The same thing happened to me as well. I am so sorry you are going through this as it is hard to understand. I finally is able to accept that I will never understand so I stop trying to understand all these craziness. To me, my husband is dead. This person is just a stranger. This helped me a lot because my love is toward someone that is dead and I no longer love the person I am dealing with anymore.

The only thing you can do now is be good to yourself. Be selfish as you deserve it right now. Allow yourself to go through all the emotional ups and downs and you will know if you want to wait for the fog to lift or you will end the marriage.


----------



## EleGirl (Dec 3, 2011)

toomuchtimetothink said:


> I turn to friends as my support unit and personal counseling too.
> 
> I hear if this 180 thing but am really not too sure what it is. Anyone able to help me with that? I'm willing to do anything to better myself for me and of course the kids.
> 
> I don't know if I would say I would be settling for his seconds if he does want to come back bc I married him bc I thought we would be together forever. But I don't know if he ever will come back so I'm not planning on waiting around for him, just hopeful he does before it's too late.


I have a link to the 180 in my signature block below. It's the way you interact with your husband until he ends his affair and returns home. It's done to keep you emotionally safe from the hurt his affair is causing you.


----------



## FeministInPink (Sep 13, 2012)

TooMuchTime, sorry to hear your going through this. Coming here and posting was a good move - personally, TAM has helped me in so many ways. I never would have made it through the 15 months if not for TAM, or at least I would be doing as well as I am now.

If you want more info on the 180, check out Synthetic's 10 Commandments:

http://talkaboutmarriage.com/reconciliation/90994-ask-her-move-back-week.html#post2725321

Some of his commandments are geared towards the menfolk, but us ladies can employ most of them as well.

The 180 is from Divorce Busting: A Step-by-Step Approach to Making Your Marriage Loving Again: Michele Weiner-Davis: 9780671797256: Amazon.com: Books. But you might not need the book - check out the link above first.


----------



## toomuchtimetothink (Oct 27, 2013)

FeministInPink said:


> TooMuchTime, sorry to hear your going through this. Coming here and posting was a good move - personally, TAM has helped me in so many ways.
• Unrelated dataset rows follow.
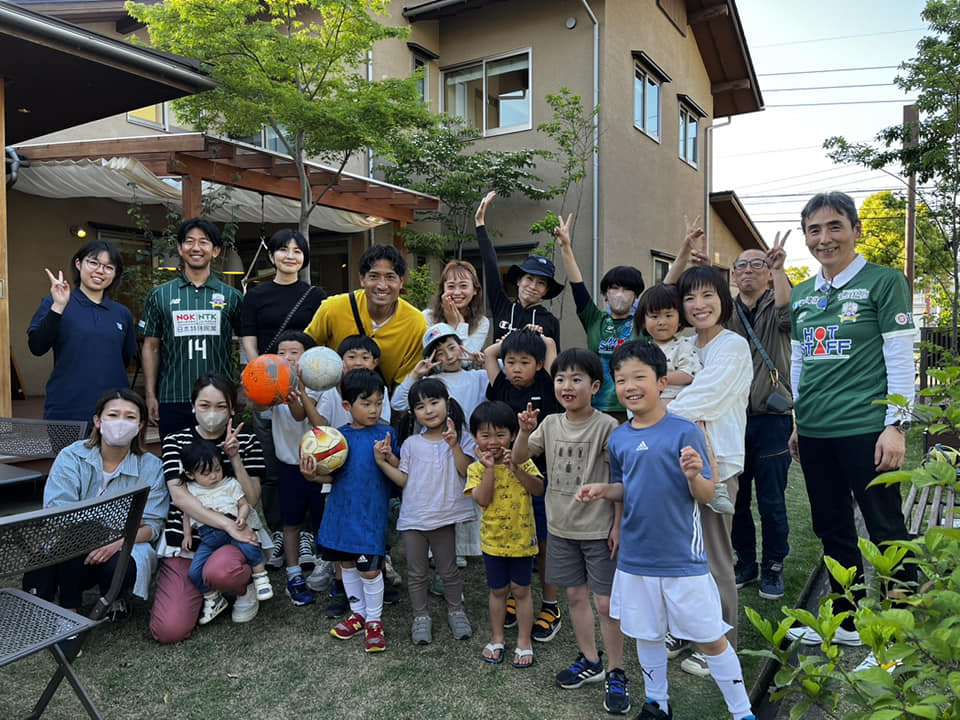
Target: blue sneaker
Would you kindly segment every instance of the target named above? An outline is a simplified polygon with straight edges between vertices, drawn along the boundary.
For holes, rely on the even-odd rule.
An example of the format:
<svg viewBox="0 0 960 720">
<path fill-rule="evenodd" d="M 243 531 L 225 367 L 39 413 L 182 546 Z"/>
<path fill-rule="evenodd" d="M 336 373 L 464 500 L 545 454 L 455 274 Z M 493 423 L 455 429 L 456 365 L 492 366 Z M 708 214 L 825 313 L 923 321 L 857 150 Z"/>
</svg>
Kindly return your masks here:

I never would have made it through the 15 months if not for TAM, or at least I would be doing as well as I am now.
> 
> If you want more info on the 180, check out Synthetic's 10 Commandments:
> 
> ...



Thank you!! 

I'm glad your doing well now. I look forward to reading those and doing what I can to get better. 

Did your husband come back?? 15 months seems like such a long time as for me it's hasn't been 2  

I'm glad I came here 
_Posted via Mobile Device_


----------



## Aerith (May 17, 2013)

I am sorry you are going through this and glad you have your friends support.

You said your husband *is *your best friend. He *was* your best friend... 

As everyone said - do 180, keep communications to the minimum and keep yourself busy. Time with friends, fun activities with kids, a lot of exercises. 

And you should file for divorce - if there is any chance he would come back, that would be it...


----------



## toomuchtimetothink (Oct 27, 2013)

Thanks. I'm hoping to start exercising more to fill my time. I want to do the 180 I really do. It seems tough but the way it appears to me is if the spouse does not see the change you are hoping for then you yourself have made the change for yourself anyway. I guess it's geared to that. 

I will do my best to start tomorrow. I need to. 

Thank u everyone
_Posted via Mobile Device_


----------



## FeministInPink (Sep 13, 2012)

toomuchtimetothink said:


> Thank you!!
> 
> I'm glad your doing well now. I look forward to reading those and doing what I can to get better.
> 
> ...


Oh, no - he didn't come back. And I'm actually quite grateful for that now. The distance and the time allowed me to see just how messed up our relationship was, and just how - for lack of a better word - BROKEN he is, and that I deserve better than what he can give me. 

If he were to come back to me now, there's no way in he11 I would take him back. I'm much better off alone; there's no way I would ever again subject myself to his particular brand of emotional abuse. I'm worth more than that.


----------